Therefore, we have that if Lebesgue constants grow logarithmically, the node system has optimal scaling. Unsurprisingly, the smoothness of the target function also plays an important role.

Theorem

Let \(\varphi\) be a \(k\)-times differentiable target function on some interval \(I\). Then the following relation holds

\begin{equation} E_{I}(L_{n}; \varphi) \leq c \frac{\log n}{n^k} \end{equation}

where \(c\) is independent of \(k\) and \(n\)

∎

This is it for the general facts. Let’s have a small recap befor moving on:

interpolating basically means joining points in a nice way. And polynomials are really nice;
Weierstrass’ theorem makes it looks like algebraic interpolation can in theory be infinitely effective;
Lagrange gave us a way of choosing the coefficients for our interpolating polynomial that just works;
we can estimate errors;
Faber’s theorems shattered our dreams of a universally good way of picking the interpolation nodes.

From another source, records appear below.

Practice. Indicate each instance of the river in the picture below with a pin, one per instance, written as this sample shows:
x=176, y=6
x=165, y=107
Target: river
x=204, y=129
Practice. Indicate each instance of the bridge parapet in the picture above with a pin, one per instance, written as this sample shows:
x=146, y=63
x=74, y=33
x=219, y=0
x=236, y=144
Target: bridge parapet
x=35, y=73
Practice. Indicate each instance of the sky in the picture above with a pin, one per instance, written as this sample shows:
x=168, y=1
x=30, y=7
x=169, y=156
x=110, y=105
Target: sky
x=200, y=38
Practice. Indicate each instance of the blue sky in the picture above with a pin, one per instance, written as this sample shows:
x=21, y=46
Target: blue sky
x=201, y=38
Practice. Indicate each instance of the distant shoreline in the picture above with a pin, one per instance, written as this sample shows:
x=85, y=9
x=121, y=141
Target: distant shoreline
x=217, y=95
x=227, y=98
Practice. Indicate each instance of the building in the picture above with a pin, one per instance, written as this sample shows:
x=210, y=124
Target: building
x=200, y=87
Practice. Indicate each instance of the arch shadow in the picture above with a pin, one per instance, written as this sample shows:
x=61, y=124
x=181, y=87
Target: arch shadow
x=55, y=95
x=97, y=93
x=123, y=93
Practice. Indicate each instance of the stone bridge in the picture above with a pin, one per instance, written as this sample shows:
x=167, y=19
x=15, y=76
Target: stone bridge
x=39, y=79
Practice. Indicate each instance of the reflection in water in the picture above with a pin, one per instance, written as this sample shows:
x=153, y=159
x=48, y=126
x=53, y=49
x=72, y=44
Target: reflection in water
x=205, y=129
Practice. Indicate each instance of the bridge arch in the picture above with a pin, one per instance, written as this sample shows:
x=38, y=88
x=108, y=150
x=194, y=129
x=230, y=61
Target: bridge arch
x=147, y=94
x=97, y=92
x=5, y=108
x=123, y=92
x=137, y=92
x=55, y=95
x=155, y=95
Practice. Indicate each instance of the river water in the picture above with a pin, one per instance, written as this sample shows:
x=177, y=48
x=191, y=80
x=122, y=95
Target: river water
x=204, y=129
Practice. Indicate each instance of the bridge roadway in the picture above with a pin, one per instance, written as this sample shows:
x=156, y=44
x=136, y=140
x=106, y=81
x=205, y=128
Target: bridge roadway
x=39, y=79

Our main focus is the choice of the node system, let’s see some of those and let’s try to say something about their performance.

Some notable node systems

The first thing we would like to do is to use evenly spaced nodes across our interval. This seemingly reasonable choice is, unfortunately, an awful one.

Theorem. (Tureckij theorem)

For an evenly spaced system of nodes the Lebesgue constants have the following scaling:

\begin{equation} \Lambda _ {n} ((x_{i})_{i = 1, \dots, n})) \sim \frac{2^{n}}{e n \log n} \end{equation}

∎

This is related to an unpleasant phenomenon that we are going to see later, called the Runge effect. This leads many practitioners to limit the usage of evenly spaced nodes only with polynomials of degree at most equal to nine. We have smarter choices available, but first we need some extra notions.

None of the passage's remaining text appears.